SMA(close, 5) = 10, range = 12 − 8 = 4, and with multiplier = 0.5 the bands sit at 10 ± 0.5·4 = {12, 8}. This matches the reference_values test in hurst_channel.rs.

Python

python
import numpy as np
import wickra as ta

hc = ta.HurstChannel(5, 0.5)
high  = np.full(5, 12.0)
low   = np.full(5, 8.0)
close = np.full(5, 10.0)
print(hc.batch(high, low, close))

Output:

[[nan nan nan]
 [nan nan nan]
 [nan nan nan]
 [nan nan nan]
 [12. 10.  8.]]

Node

javascript
const ta = require('wickra');
const hc = new ta.HurstChannel(5, 0.5);
for (let i = 0; i < 4; i++) hc.update(12, 8, 10);
console.log(hc.update(12, 8, 10)); // { upper: 12, middle: 10, lower: 8 }

Interpretation

The Hurst Channel sizes its envelope by the realised high-low range of the window rather than by a statistical dispersion measure. Two canonical uses:

  1. Cycle channels. Run two instances on the same period — an inner channel at multiplier ≈ 0.5 and an outer at ≈ 1.0. Price oscillating inside the inner channel marks the short-cycle swing; tags of the outer channel mark medium-cycle extremes. This is the Hurst/Bressert cycle-trading reading.
  2. Mean reversion. A close beyond the inner channel that fails to reach the outer channel is a fade candidate back toward the SMA midline.

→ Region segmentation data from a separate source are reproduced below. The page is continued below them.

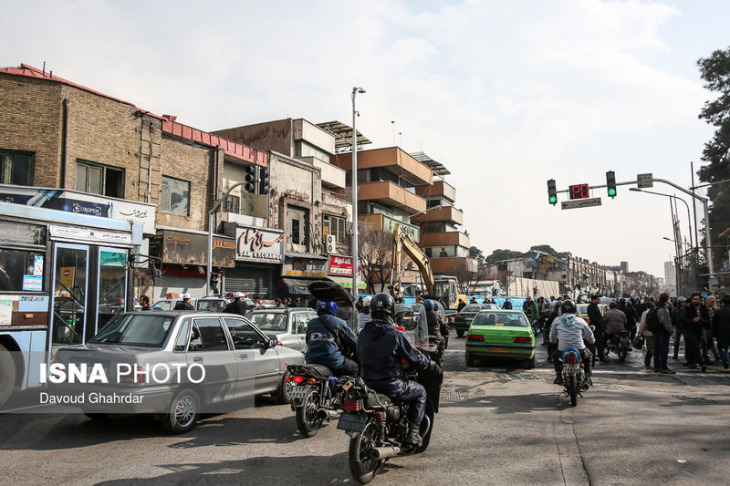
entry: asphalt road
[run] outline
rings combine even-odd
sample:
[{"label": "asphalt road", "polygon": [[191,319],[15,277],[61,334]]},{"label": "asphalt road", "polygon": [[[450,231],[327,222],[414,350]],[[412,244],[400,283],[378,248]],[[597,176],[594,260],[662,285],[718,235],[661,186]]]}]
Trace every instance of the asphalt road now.
[{"label": "asphalt road", "polygon": [[[533,370],[467,367],[464,339],[453,336],[431,447],[391,460],[374,484],[696,484],[730,475],[722,367],[656,375],[634,351],[598,367],[571,408],[545,347],[537,352]],[[140,417],[7,414],[0,483],[352,484],[348,440],[335,423],[302,438],[289,407],[267,398],[182,436]]]}]

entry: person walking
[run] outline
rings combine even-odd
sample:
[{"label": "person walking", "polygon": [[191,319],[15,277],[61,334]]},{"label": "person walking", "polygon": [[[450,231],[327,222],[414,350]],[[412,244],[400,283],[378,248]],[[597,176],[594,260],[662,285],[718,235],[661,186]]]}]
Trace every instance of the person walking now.
[{"label": "person walking", "polygon": [[702,305],[701,295],[696,292],[684,307],[684,354],[687,357],[686,366],[692,368],[699,367],[703,372],[707,370],[707,363],[702,354],[702,330],[708,326],[707,308]]},{"label": "person walking", "polygon": [[723,367],[730,367],[727,348],[730,347],[730,295],[720,299],[721,307],[713,315],[713,336],[717,339],[717,351],[723,360]]}]

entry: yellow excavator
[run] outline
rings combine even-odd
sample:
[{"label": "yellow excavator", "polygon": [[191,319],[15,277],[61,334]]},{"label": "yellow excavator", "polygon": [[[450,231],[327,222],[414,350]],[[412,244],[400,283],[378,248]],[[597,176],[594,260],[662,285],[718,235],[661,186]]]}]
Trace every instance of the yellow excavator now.
[{"label": "yellow excavator", "polygon": [[401,260],[405,253],[418,267],[421,273],[421,295],[420,300],[435,298],[440,301],[446,311],[446,315],[458,312],[459,299],[466,302],[466,295],[458,292],[458,280],[456,277],[440,277],[435,279],[431,270],[428,256],[425,255],[416,243],[401,230],[401,224],[393,227],[393,284],[391,292],[394,297],[402,296],[402,284],[401,282]]}]

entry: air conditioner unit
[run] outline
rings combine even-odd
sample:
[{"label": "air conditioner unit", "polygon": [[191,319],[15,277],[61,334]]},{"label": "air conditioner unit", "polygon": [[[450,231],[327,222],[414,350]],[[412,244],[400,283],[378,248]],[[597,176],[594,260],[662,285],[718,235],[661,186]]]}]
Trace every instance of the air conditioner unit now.
[{"label": "air conditioner unit", "polygon": [[337,236],[334,234],[328,234],[327,235],[327,253],[337,253]]}]

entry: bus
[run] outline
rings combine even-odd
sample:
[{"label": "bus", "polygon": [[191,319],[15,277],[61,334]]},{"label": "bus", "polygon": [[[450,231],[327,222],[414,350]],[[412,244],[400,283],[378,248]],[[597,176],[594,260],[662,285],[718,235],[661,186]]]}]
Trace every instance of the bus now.
[{"label": "bus", "polygon": [[0,202],[0,407],[40,386],[56,350],[133,308],[141,225]]}]

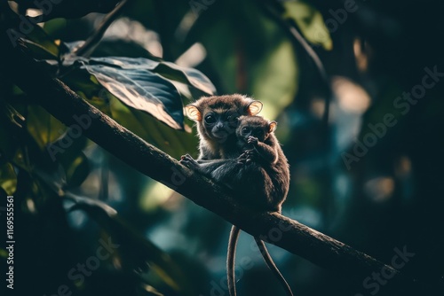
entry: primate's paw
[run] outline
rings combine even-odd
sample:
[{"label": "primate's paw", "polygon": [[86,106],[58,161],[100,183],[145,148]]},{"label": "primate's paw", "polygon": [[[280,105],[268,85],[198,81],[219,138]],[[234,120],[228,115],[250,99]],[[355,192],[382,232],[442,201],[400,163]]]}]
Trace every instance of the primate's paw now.
[{"label": "primate's paw", "polygon": [[252,145],[257,145],[258,144],[258,138],[256,136],[250,136],[248,140],[247,140],[248,144],[250,144]]},{"label": "primate's paw", "polygon": [[180,157],[180,161],[182,165],[188,168],[198,170],[200,167],[199,163],[191,157],[190,154],[185,154]]}]

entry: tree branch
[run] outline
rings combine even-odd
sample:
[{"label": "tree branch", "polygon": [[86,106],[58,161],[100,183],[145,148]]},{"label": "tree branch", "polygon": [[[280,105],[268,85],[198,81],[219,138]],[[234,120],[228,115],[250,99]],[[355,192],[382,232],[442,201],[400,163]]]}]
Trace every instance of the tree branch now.
[{"label": "tree branch", "polygon": [[[146,143],[108,116],[103,114],[56,78],[21,48],[13,48],[4,31],[0,36],[4,49],[0,71],[36,102],[67,126],[76,124],[74,116],[91,114],[91,125],[84,136],[142,174],[157,180],[197,205],[218,214],[252,236],[276,245],[321,267],[338,270],[349,278],[362,281],[372,272],[396,275],[390,283],[399,287],[410,286],[391,266],[354,250],[322,233],[276,213],[263,213],[231,198],[228,189],[193,173],[159,149]],[[272,237],[269,236],[272,235]],[[279,234],[279,239],[273,239]]]}]

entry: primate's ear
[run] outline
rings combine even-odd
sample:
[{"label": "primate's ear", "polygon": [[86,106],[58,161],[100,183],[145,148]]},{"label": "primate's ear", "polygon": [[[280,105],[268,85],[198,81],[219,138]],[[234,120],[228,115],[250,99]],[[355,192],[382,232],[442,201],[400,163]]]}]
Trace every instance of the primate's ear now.
[{"label": "primate's ear", "polygon": [[258,114],[262,110],[263,104],[261,101],[252,101],[247,106],[247,113],[250,116]]},{"label": "primate's ear", "polygon": [[202,121],[202,114],[199,109],[192,104],[185,106],[185,113],[186,116],[194,121]]},{"label": "primate's ear", "polygon": [[268,132],[273,133],[274,130],[276,130],[277,128],[277,122],[276,121],[270,121],[268,124]]}]

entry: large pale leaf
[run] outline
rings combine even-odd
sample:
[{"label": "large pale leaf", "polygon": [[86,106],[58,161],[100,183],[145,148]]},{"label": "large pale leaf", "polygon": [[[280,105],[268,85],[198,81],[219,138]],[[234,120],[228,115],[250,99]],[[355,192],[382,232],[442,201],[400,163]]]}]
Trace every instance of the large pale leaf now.
[{"label": "large pale leaf", "polygon": [[78,64],[123,104],[147,112],[176,129],[184,127],[183,105],[180,94],[170,81],[186,83],[208,94],[215,93],[213,84],[201,72],[170,62],[146,58],[72,56],[67,56],[64,61],[65,66],[75,67]]}]

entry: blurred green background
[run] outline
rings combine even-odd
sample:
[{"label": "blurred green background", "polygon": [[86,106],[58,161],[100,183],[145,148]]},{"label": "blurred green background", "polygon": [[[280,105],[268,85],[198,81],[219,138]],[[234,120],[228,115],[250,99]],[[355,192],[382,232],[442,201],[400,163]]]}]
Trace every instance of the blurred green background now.
[{"label": "blurred green background", "polygon": [[[283,214],[389,264],[394,248],[406,247],[415,255],[400,271],[444,285],[441,2],[134,0],[91,57],[70,57],[115,2],[53,4],[47,21],[26,35],[30,54],[51,61],[49,72],[175,159],[197,155],[182,105],[213,85],[218,94],[261,100],[261,114],[279,122],[290,164]],[[31,1],[9,4],[12,10],[2,4],[2,27],[16,13],[38,14]],[[328,82],[292,35],[295,27],[319,55]],[[115,57],[144,59],[128,70],[139,72],[124,74],[118,66],[124,59]],[[147,69],[148,61],[163,64]],[[138,108],[116,95],[120,86],[99,78],[107,66],[103,73],[115,70],[113,79],[123,84],[145,81],[142,92],[151,90],[167,113],[154,117],[149,104]],[[228,222],[83,136],[53,161],[47,148],[66,141],[68,130],[3,69],[0,78],[0,191],[15,199],[17,295],[63,294],[62,285],[72,295],[228,295]],[[3,225],[5,205],[2,199]],[[91,259],[109,239],[119,246],[107,259]],[[281,295],[255,250],[242,234],[238,293]],[[269,250],[296,295],[376,291]],[[4,247],[0,255],[5,263]],[[73,278],[82,264],[87,272]],[[377,295],[392,295],[379,287]]]}]

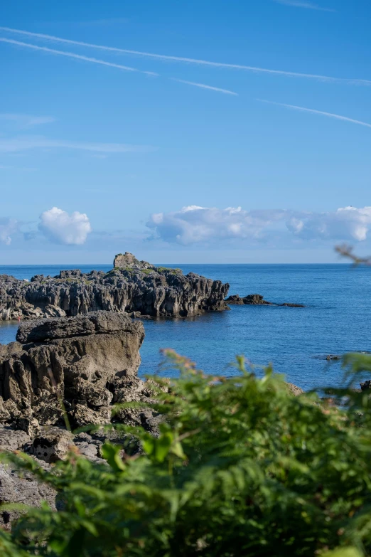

Prefer the Hurst Channel over BollingerBands when you want the band width to track the visible trading range instead of a sigma estimate that a single outlier bar can inflate.

Common pitfalls

  • Confusing the channel with the HurstExponent. Despite the shared name they are unrelated — this is Brian Millard's range channel, not the fractal H statistic.
  • Treating multiplier as a sigma count. It scales the raw price range, not a standard deviation, so a multiplier of 2.0 here is a far wider band than Bollinger.

References

  • Brian Millard, Channel Analysis, John Wiley & Sons, 1990.
  • Walter Bressert, The Power of Oscillator/Cycle Combinations (1991), for the inner/outer channel interpretation.